HELPING ease the humanitarian crisis that has been caused by Russian’s vicious invasion of Ukraine is something we can at least get to grips with. Over €9m was raised just this week in Ireland after the Irish Red Cross lodged an appeal in the Irish media. Every town and village has drop-off points for items that are being shipped by the truckload to Poland to greet the refugees crossing the border.
Give the Irish a mission and we will come up trumps every time.
But it is the other consequences of war that are a bit more difficult to navigate and there are quite a few of those coming at us right now.
The most pressing one is the rising price of fuel. It was already on an upward trajectory even before Russia’s attack on democracy, but in recent days it seems to be spiralling out of control.
The surge in the price of oil on international markets has now filtered down to the price at the pumps and for home heating oil.
Anyone who has had to fill a car’s tank in the past week will have received quite a shock. And even if your home is a passive paradise, and your car runs on a battery, you won’t escape the grip of this current inflationary phase. The 20 cent reduction in excise duty announced on Wednesday will save the average motorist €240 a year – but the AA said this won’t be enough to avoid record fuel prices. And remember, every item we buy is transported to us, most likely by a method that uses a large amount of fossil fuels. As an island nation, we are particularly vulnerable to rising transport costs.
And if that wasn’t bad enough, there were many raised eyebrows this week among our farmers when the government mooted the idea of asking them to grow more grain and crops in order to offer some protection against any possible food shortages.
It might sound like a no-brainer, but asking our already embattled farmers to switch to a new type of production – at a time when fuel and fertiliser costs are already them causing major headaches – went down like a lead balloon. In response to the idea, ICSA president Dermot Kelleher, representing cattle and sheep farmers, said the government needed to focus on fuel and fertiliser costs before talking about increasing crop production.
‘Before any plans are hatched to substantially increase crop production, we need to make sure that adequate supplies of grass and silage are maintained,’ he said, and he warned: ‘This is not straightforward due to the catastrophic increase in fertiliser and fuel costs. Many cattle and sheep farmers are going to struggle to make the normal quantities of silage unless something is done about escalating costs.’ And he made a very good point – one that will not be lost on the decision makers in Brussels. He said that while the ICSA agrees that we need to grow more grain in Ireland, it is ‘not a simple matter of waving a magic wand’.
The ICSA believes the current crisis is a real wake-up call for EU and national decision makers. He said that for years, we have talked about the need for food security and the need to enable EU farmers to ramp up renewable energy production.

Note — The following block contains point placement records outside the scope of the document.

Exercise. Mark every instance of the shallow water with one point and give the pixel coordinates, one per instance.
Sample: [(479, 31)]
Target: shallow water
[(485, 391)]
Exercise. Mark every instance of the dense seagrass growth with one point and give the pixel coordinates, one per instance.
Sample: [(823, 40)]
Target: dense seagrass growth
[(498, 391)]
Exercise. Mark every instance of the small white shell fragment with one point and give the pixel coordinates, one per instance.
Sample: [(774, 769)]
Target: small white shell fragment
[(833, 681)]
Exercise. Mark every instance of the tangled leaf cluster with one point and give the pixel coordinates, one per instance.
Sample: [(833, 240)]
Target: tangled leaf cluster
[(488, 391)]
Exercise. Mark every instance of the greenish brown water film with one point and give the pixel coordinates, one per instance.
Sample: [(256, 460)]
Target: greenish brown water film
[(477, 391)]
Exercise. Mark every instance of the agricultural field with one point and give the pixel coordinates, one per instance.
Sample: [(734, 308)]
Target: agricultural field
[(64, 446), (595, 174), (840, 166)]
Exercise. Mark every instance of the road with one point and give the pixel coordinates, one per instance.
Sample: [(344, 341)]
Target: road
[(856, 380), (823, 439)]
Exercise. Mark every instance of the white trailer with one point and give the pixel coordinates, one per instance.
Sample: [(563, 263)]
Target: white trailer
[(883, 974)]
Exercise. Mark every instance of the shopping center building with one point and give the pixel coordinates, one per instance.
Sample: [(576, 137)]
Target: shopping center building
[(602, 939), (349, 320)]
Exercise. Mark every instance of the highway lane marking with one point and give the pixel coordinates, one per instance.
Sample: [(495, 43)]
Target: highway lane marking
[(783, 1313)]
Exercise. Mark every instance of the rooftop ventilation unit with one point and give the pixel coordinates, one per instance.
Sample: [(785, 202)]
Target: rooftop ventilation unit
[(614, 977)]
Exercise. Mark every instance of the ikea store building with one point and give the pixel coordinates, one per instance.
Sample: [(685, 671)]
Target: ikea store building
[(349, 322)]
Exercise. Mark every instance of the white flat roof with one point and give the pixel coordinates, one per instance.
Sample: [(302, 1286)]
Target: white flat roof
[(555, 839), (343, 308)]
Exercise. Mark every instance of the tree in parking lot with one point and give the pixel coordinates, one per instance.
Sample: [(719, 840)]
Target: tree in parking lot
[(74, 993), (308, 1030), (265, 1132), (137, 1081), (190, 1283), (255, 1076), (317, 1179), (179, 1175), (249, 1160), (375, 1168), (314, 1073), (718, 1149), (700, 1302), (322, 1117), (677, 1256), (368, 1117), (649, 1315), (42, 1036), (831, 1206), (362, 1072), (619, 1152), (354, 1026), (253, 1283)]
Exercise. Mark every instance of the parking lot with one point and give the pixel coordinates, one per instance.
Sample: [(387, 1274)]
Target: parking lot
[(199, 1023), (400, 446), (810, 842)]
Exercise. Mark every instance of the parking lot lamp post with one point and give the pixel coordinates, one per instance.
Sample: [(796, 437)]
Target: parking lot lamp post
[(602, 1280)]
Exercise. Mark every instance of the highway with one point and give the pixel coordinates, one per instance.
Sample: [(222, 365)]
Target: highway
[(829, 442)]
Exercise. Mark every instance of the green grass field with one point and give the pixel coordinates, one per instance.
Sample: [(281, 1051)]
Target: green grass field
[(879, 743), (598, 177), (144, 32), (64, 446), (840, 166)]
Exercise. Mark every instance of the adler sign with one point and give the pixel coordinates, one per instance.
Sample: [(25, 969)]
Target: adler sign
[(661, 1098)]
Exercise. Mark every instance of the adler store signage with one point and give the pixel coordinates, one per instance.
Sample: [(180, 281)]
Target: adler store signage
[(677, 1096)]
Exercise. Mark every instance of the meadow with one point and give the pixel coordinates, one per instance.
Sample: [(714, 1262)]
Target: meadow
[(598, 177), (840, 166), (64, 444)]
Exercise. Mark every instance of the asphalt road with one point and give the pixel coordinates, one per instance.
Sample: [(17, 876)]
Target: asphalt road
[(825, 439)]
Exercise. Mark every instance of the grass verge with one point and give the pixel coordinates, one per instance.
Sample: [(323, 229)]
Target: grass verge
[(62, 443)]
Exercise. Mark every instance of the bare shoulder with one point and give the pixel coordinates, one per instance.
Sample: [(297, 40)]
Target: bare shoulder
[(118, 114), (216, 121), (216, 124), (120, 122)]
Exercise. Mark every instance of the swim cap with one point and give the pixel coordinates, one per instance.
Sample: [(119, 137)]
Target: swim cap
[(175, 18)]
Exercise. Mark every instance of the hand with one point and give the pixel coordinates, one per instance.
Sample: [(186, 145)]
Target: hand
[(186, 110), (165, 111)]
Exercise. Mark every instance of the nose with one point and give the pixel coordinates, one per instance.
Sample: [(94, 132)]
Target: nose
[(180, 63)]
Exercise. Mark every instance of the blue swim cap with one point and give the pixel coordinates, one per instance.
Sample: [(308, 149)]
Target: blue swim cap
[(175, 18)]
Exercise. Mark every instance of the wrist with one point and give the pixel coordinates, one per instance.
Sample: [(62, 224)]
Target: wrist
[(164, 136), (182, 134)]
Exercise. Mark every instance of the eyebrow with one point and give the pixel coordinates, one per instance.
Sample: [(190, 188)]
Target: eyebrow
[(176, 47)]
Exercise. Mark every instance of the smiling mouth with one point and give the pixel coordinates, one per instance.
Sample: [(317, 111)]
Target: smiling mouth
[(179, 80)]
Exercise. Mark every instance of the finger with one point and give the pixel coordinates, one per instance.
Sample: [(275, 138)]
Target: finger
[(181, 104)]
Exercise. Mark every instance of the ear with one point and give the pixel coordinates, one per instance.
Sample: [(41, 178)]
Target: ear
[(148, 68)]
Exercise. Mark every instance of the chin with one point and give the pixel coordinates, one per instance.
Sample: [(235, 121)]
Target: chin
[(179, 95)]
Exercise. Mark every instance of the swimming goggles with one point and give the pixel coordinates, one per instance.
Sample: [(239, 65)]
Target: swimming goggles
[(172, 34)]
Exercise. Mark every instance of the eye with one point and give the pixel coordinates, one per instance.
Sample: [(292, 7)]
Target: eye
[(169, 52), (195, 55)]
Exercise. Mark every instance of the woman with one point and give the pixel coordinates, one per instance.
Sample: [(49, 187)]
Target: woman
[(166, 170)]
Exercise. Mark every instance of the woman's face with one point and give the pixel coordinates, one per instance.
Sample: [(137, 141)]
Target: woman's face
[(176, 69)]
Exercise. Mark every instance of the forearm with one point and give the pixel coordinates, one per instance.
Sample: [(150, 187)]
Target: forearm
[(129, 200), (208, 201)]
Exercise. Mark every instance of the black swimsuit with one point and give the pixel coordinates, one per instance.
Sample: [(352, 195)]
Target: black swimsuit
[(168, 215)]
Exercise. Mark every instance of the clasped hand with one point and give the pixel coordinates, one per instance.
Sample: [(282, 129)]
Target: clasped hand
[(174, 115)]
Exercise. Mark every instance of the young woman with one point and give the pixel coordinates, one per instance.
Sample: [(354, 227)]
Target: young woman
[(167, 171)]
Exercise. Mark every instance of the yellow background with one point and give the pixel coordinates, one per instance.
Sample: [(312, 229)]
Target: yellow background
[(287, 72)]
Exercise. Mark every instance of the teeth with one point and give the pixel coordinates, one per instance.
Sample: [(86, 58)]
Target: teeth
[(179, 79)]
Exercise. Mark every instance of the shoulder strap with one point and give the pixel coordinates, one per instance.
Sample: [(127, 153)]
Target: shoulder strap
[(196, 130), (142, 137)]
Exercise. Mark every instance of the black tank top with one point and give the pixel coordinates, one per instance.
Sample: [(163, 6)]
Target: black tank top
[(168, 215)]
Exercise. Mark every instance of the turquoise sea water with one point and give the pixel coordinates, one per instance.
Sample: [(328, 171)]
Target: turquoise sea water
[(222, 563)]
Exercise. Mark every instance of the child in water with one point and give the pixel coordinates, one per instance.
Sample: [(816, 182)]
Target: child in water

Unfortunately, he added, both of these have been sidelined by what he called the ‘out-of-touch EU Farm to Fork’ and biodiversity strategies. In particular, we have to re-examine the Cap focus on lowering production which will turn out disastrous, given what is going on in Ukraine, he said.
He may have hit a nerve there. But you could also say that the EU’s decision makers would not normally have had a war in Europe at the top of their thoughts when writing agricultural policy.
It is a strange world we are living in, no doubt.
And we might have to brace ourselves for some very hard decisions about future food production, and prepare to engage in what will ultimately become a very sensitive balancing act between the long-term future of the planet and the short-term security of its citizens.